Das schwarze Schaf kann sich an nichts Beeindruckenderes erinnern, das es jemals auf der Insel erlebt hat – hier sein Live-Bericht aus dem Voragine di Tiscali.

Der Bogen „S’Archittu“ südlich von Santa Caterina Pittinurri ist weniger spektakulär, und natürlich auch oberirdisch – aber ein fantastischer Platz für Romantiker.

Den besten Sonnenuntergang gibt’s hier ebenfalls im Sommer: vom richtigen Punkt aus betrachtet (der beste ist irgendwo eingangs / nördlich des oberhalb gelegenen Dorfes S’Archittu) steht die untergehende Sonne genau im Bogen; aber auch am gleichnamigen Strand gibt das im ganzen Sommer ein fantastisches Motiv. Das ist wohl mit Blick auf die Sommersonnenwende eher Zufall, aber wen stört’s?!

Auf dem Monte Sirai bei Carbonia, auf einer Hochebene gelegen, lässt sich der Lauf der Sonne von ihrem Aufgang bis zum Untergang fantastisch verfolgen.

Funde der dort befindlichen riesigen Ausgrabungsstätte sollen belegen, dass der Tempel als Himmelsobservatorium und eine Art Kalender der Jahreszeiten genutzt wurde. Das ohne Guide nachzuvollziehen wird anspruchsvoll, und eigentlich kommst du auch nur von 10-19 Uhr hinein. Um zur Sommersonnenwende die frühen Morgen- oder späten Abendstunden hier zu verbringen, musst du eine passende Exkursion finden oder Tickethäuschen und Öffnungszeiten ignorieren.

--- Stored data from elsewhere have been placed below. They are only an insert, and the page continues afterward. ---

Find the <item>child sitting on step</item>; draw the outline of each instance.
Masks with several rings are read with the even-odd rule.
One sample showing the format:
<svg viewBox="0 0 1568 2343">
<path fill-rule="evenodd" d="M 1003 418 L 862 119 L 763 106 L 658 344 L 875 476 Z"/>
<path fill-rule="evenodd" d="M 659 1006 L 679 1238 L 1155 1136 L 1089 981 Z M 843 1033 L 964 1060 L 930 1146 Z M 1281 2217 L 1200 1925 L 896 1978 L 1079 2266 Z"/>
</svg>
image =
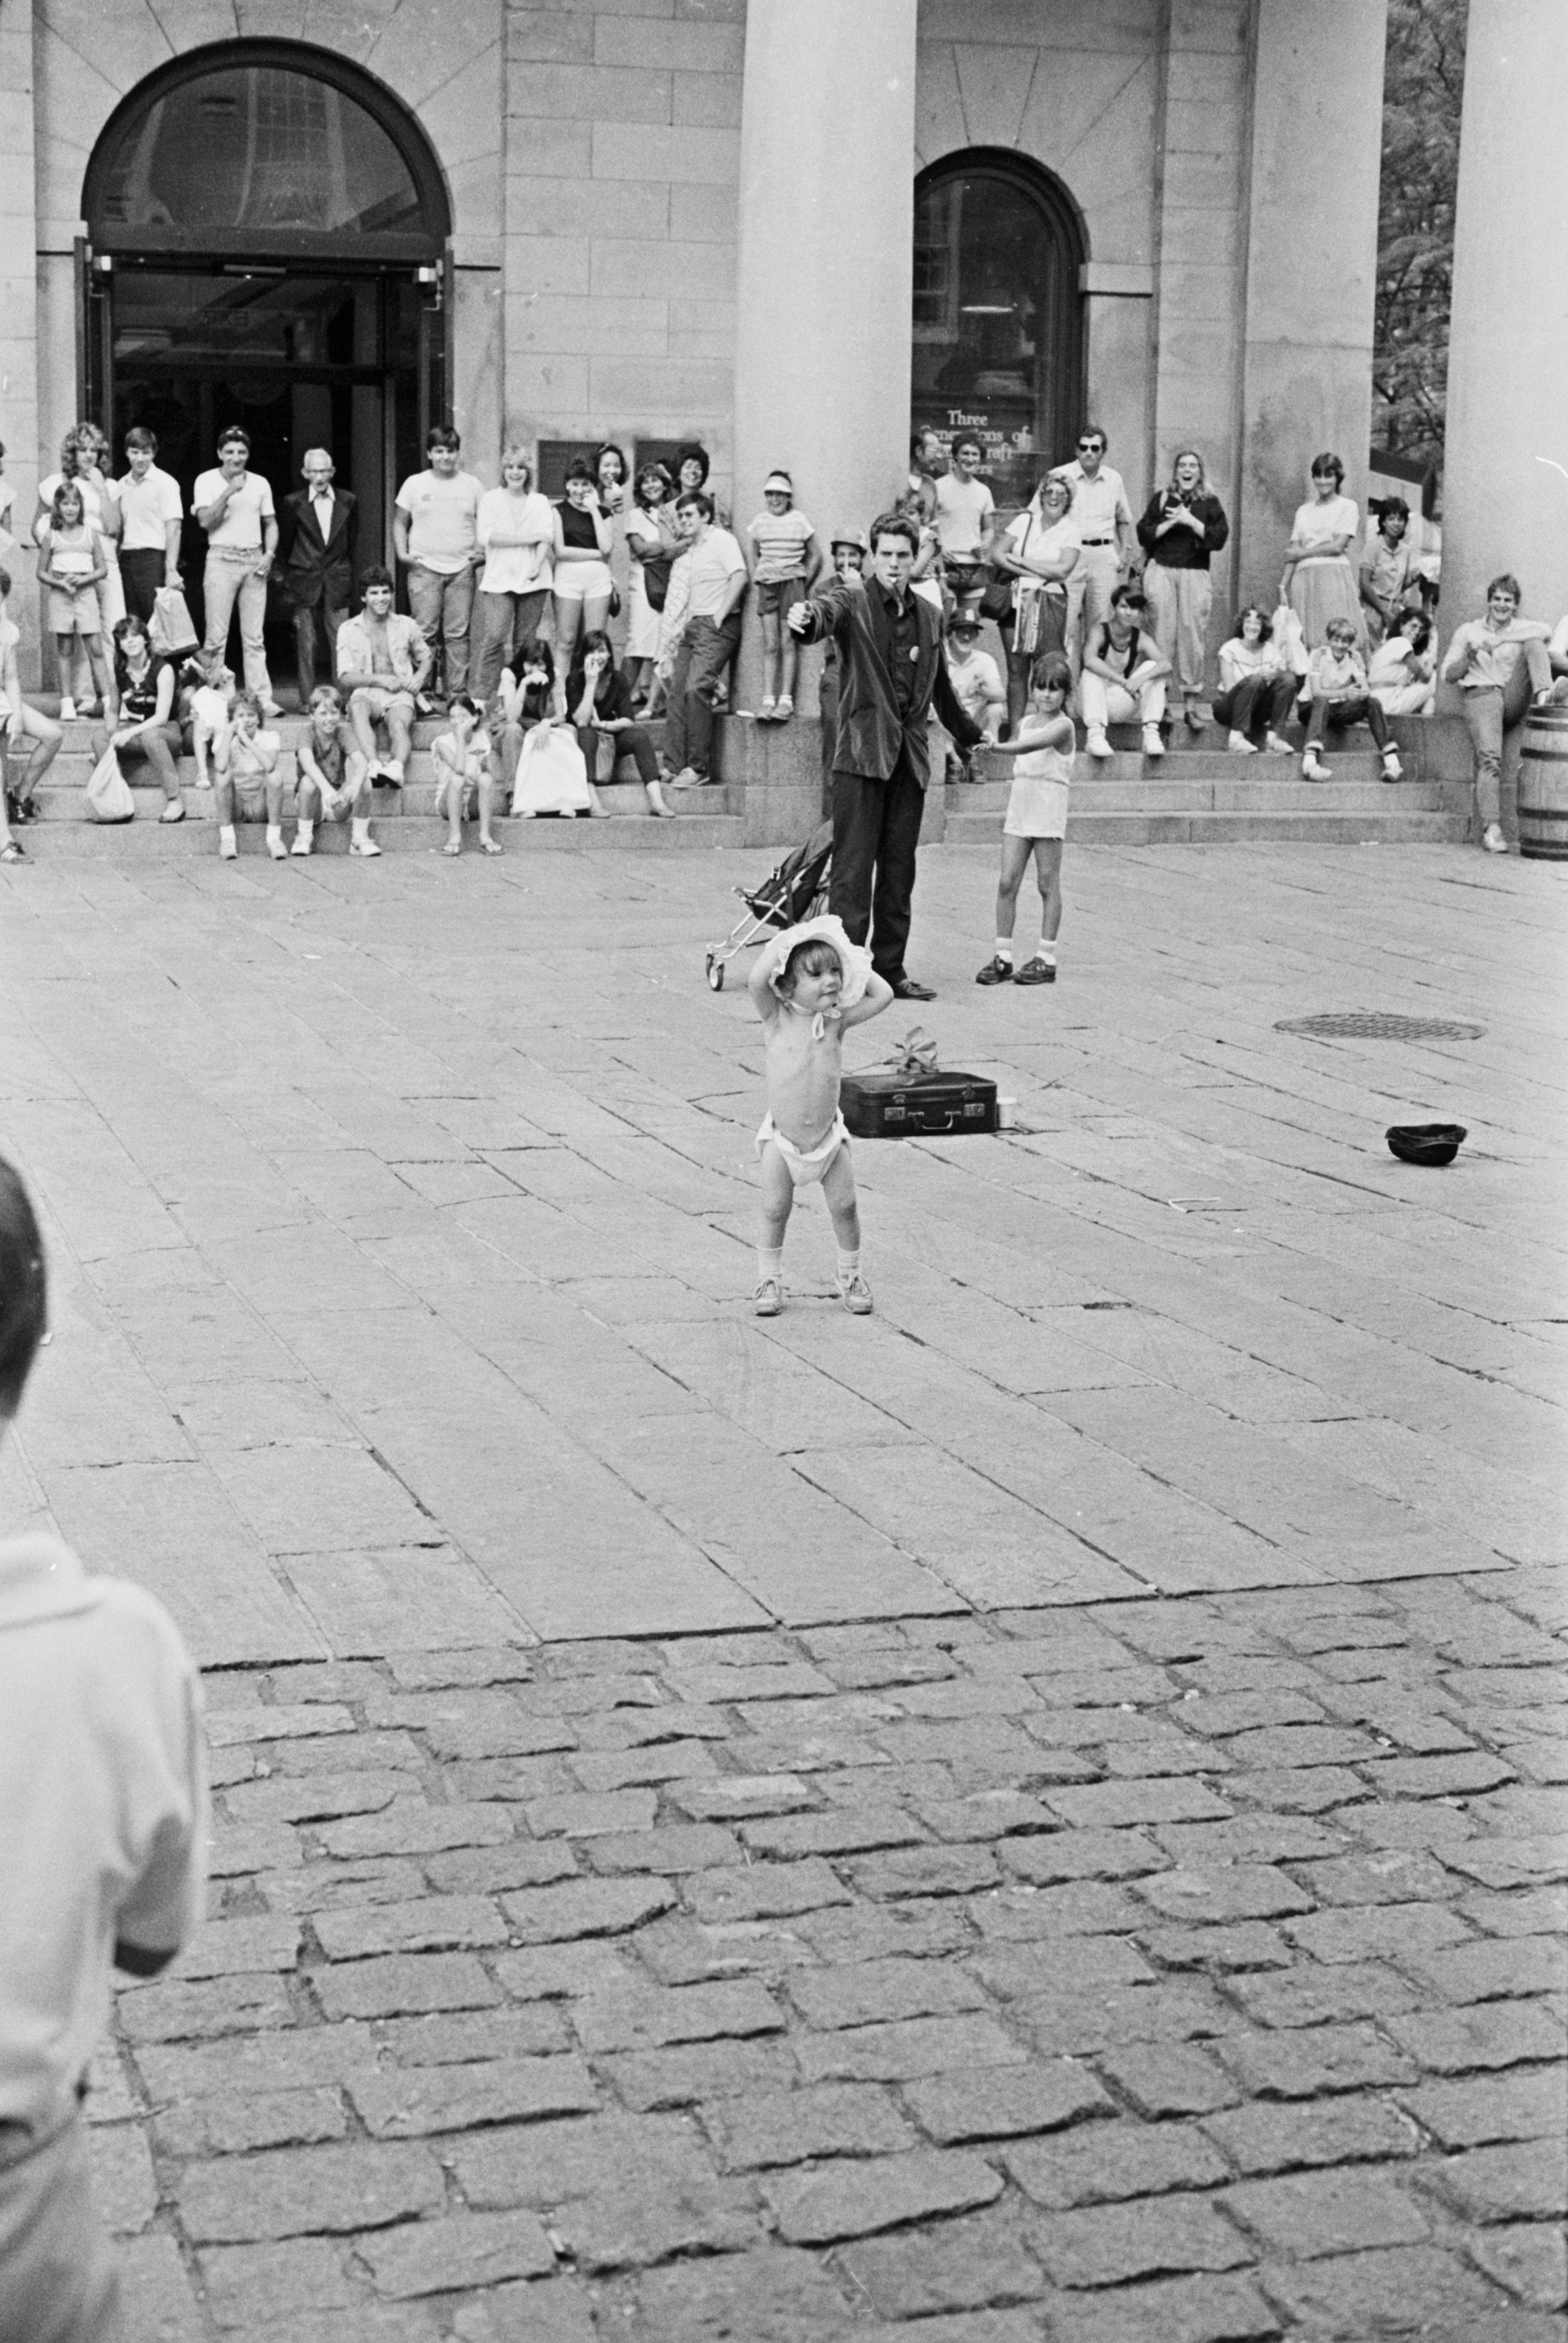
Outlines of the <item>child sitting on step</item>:
<svg viewBox="0 0 1568 2343">
<path fill-rule="evenodd" d="M 485 854 L 499 854 L 500 848 L 490 835 L 490 809 L 494 783 L 490 775 L 490 743 L 479 727 L 477 703 L 466 691 L 455 691 L 447 703 L 447 713 L 452 721 L 449 732 L 441 733 L 430 745 L 430 760 L 436 768 L 436 812 L 447 818 L 447 843 L 432 850 L 437 854 L 461 854 L 463 851 L 463 817 L 479 800 L 479 847 Z"/>
<path fill-rule="evenodd" d="M 180 746 L 196 759 L 196 785 L 212 787 L 212 764 L 228 738 L 234 709 L 235 673 L 221 651 L 197 651 L 180 669 Z"/>
<path fill-rule="evenodd" d="M 762 1020 L 768 1111 L 757 1133 L 762 1164 L 762 1242 L 757 1250 L 759 1318 L 784 1307 L 784 1232 L 797 1188 L 822 1183 L 839 1245 L 839 1295 L 866 1317 L 860 1213 L 849 1134 L 839 1106 L 844 1029 L 879 1016 L 892 987 L 830 913 L 787 928 L 758 954 L 747 990 Z"/>
<path fill-rule="evenodd" d="M 1061 846 L 1072 783 L 1075 735 L 1067 713 L 1072 669 L 1060 651 L 1044 651 L 1030 676 L 1029 706 L 1015 737 L 993 754 L 1016 757 L 1002 823 L 1001 876 L 996 890 L 996 950 L 977 984 L 1054 984 L 1056 939 L 1061 929 Z M 1012 972 L 1012 930 L 1018 890 L 1029 859 L 1040 881 L 1040 950 Z"/>
<path fill-rule="evenodd" d="M 1331 618 L 1326 639 L 1307 666 L 1312 712 L 1307 719 L 1306 753 L 1302 759 L 1303 781 L 1326 781 L 1329 769 L 1318 755 L 1325 732 L 1342 732 L 1364 724 L 1382 758 L 1385 781 L 1400 778 L 1399 751 L 1388 737 L 1382 704 L 1367 689 L 1367 671 L 1356 649 L 1356 630 L 1349 618 Z"/>
</svg>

(Kleiner Schwarzschaftipp am Rande: Das Schaf ist selbst in diversen Anlagen einfach drinnen geblieben und dann in der Dämmerung über einen Zaun wieder hinaus geklettert. Ob das tatsächlich immer, bei jedem oder mit einer fünfköpfigen Familie funktioniert – dafür übernimmt es keine Garantie).

Nuraghen

Nuraghen sind üblicherweise nicht beleuchtet – nicht nur nicht elektrisch, sondern auch nicht vom Sonnenlicht. Wenn nicht größere Öffnungen durch Einstürze entstanden sind, dann ist es sehr dunkel und schattig in den meisten Bauten. Steht die Sonne an den Tagen rund um die Sonnenwende allerdings im Zenit, wird im Inneren so manches Nuraghen das Licht angeknipst.

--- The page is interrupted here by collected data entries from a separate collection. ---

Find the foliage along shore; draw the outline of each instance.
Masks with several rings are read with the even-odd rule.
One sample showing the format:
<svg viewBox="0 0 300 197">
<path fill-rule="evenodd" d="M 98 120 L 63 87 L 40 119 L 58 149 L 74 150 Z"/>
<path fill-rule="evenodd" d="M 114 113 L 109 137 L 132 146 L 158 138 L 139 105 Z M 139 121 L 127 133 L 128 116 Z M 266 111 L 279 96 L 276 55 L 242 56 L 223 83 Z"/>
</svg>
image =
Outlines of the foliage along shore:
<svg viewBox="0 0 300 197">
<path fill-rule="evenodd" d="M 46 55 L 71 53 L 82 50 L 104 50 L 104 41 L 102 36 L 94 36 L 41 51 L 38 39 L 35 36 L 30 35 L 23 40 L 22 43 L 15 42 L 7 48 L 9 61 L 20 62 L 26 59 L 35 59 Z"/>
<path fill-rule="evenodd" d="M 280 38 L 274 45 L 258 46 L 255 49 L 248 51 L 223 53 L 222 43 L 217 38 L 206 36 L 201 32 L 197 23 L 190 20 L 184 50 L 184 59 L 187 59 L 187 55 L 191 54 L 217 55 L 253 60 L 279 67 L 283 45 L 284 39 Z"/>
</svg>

Zum Beispiel im Nuraghen Ruju bei Torralba. Zur Sommersonnenwende fällt der Lichtstrahl oben zunächst leicht ein, wandert dann langsam die Wand hinab, etwa um 10:45 Uhr landet er genau in der Mitte einer Nische. Die vergänglichen Formen, die der Sonnenstrahl während seiner Wanderung durch den Nuraghen je nach Einfallswinkel auf die Wand zeichnet, erinnern an Stiere und lassen den Schluss zu, dass es sich hier um eine religiöse Kultstätte für einen Stiergott handelte. Der Eingangskorridor der zweiten Kammer ist übrigens auf den Sonnenlauf zur Wintersonnenwende ausgerichtet, vom Sonnenaufgang bis zum Höchststand.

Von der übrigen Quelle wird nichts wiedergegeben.